« La misère serait moins pénible au soleil », chantait Aznavour. C’est vrai que cela fait un mois que les habitants délogés de leurs cases campent place de la République, avec pour simple toit l’auvent du marché couvert, et que pour moins que ça, les lignes auraient bougé en métropole. Mais avec l’arrivée de la pluie cette nuit, doublée de vent, la situation devient périlleuse pour la santé des plus jeunes.

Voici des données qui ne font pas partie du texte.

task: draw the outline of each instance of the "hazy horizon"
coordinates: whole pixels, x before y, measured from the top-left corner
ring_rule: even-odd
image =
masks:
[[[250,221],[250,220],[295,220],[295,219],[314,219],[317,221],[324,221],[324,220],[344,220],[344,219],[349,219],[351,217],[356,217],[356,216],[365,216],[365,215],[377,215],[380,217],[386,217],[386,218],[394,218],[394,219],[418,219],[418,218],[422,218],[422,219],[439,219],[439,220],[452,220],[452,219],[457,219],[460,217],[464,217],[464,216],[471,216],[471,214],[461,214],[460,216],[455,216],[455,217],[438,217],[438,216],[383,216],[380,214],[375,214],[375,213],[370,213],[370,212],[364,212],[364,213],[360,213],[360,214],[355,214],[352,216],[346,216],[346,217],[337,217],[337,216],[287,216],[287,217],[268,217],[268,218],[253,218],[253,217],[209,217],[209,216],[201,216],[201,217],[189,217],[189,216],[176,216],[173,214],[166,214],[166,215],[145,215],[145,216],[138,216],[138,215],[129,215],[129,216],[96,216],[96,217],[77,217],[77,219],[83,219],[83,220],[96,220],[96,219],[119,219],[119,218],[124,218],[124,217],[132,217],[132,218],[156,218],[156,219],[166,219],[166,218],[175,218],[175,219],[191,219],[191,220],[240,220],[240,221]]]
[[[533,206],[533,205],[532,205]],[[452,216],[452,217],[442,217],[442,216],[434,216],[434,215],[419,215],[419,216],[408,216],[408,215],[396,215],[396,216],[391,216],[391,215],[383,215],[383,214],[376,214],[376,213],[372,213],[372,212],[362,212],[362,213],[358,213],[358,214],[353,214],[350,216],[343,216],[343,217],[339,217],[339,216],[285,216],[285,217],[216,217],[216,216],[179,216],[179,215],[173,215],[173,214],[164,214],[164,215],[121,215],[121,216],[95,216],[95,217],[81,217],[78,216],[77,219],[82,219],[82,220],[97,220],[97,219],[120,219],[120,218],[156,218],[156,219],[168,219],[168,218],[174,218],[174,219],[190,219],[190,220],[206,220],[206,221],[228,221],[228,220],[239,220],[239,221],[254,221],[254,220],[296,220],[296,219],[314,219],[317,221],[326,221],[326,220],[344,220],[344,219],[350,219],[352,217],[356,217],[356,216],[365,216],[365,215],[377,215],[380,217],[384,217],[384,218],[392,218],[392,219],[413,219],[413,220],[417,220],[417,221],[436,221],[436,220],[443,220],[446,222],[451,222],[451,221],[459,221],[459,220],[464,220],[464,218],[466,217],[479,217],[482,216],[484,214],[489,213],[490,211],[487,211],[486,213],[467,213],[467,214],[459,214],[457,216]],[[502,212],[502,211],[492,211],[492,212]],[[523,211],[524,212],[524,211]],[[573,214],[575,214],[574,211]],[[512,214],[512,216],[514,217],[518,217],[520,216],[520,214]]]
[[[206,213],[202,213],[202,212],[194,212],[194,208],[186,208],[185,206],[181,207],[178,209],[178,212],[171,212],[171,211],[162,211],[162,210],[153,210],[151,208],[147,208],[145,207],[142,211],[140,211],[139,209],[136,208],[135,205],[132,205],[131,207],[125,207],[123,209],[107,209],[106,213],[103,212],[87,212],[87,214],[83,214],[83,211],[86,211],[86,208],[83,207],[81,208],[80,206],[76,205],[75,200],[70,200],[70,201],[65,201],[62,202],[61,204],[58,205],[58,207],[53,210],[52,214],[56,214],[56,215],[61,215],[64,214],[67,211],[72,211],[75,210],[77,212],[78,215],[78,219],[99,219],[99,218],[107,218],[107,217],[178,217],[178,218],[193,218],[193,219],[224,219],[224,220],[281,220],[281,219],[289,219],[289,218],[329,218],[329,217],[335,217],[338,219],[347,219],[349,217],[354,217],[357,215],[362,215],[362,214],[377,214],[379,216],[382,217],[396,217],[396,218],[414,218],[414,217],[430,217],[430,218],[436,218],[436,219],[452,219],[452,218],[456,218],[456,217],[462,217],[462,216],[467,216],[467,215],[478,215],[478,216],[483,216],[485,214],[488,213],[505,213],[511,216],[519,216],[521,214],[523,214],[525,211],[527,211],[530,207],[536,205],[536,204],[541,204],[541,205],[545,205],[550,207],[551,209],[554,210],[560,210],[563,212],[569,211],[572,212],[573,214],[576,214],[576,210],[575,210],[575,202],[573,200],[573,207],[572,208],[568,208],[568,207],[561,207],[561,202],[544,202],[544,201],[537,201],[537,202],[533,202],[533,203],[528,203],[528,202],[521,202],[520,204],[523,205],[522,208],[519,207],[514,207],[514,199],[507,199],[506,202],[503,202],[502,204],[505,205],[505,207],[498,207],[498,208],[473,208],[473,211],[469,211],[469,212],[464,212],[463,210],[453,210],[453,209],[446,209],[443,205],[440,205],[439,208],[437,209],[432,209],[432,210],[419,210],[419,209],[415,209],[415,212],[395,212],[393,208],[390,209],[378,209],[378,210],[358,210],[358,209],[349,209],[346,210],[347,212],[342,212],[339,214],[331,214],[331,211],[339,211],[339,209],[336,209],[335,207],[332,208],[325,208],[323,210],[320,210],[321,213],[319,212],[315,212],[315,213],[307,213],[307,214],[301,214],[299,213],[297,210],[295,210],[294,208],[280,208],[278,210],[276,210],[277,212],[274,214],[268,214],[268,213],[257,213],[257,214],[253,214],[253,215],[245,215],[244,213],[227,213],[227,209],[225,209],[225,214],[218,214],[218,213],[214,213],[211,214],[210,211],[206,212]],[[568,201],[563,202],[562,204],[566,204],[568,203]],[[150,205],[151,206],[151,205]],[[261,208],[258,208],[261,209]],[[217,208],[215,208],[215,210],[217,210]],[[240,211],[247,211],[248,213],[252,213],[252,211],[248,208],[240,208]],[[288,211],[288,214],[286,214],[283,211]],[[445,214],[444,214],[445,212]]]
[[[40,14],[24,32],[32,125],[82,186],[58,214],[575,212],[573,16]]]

Selon Assani Mfoungoulie, le représentant de la Ligue des Droits de l’Homme (LDH) à Mayotte, ils sont toujours 84 adultes et 328 enfants à séjourner sur la place. Des familles en couple, ou monoparentale, ce qui fait une moyenne de 4 à 8 enfants par famille. Sur la place, une quinzaine suivent un cours d’école coranique, « les autres sont scolarisés et rentrent le soir », indique-t-il.
Enfants malades
Ceux qui restent, c’est ce tout petit bébé, abrité sous une moustiquaire, c’est aussi ce jeune enfant trachéotomisé (sous assistance respiratoire), qui était ce lundi matin en consultation à l’hôpital avec sa maman. Son papa témoigne : « Cela fait 25 ans que je suis à Mayotte, je travaillais à Majiméoni comme artisan maçon au moment où nous avons été chassés. J’ai pourtant une carte de séjour de 10 ans. » Il ne retournera pas en Union des Comores, « pas tant qu’on ne me garantira pas que je peux revenir », nous explique-t-il.
Selon Assani Mfoungoulie, aucun retour dans les villages n’a pu se concrétiser, en dépit des annonces de la préfecture : « Nous avions 5 dossiers dont les adresses n’étaient pas de complaisance. Mais soit les propriétaires n’ont plus voulu d’eux, soit leur habitation avait été détruite. L’oncle d’un enfant malade a voulu le ramener chez lui à Bouéni, mais la population l’a menacé. »
Guerre de l’info
Face à l’impasse, des familles auraient exprimé le désir de rentrer, « elles ont pu bénéficier d’une aide », apprenait-on de la préfecture. Mais pour Assani Mfoungoulié, elles sont parties contraintes et forcées, « pour calmer la situation. D’ailleurs, celles qui sont présentes depuis longtemps à Mayotte ont refusé, de leur propre chef. On ne pourra pas m’accuser de les avoir influencé. »
Il avait en effet été accusé d’instrumentaliser les enfants pour faire émerger une solution plus rapidement, d’avoir fait miroiter des possibilités de relogement et d’avoir échauffé les esprits contre la préfecture pour son absence de proposition.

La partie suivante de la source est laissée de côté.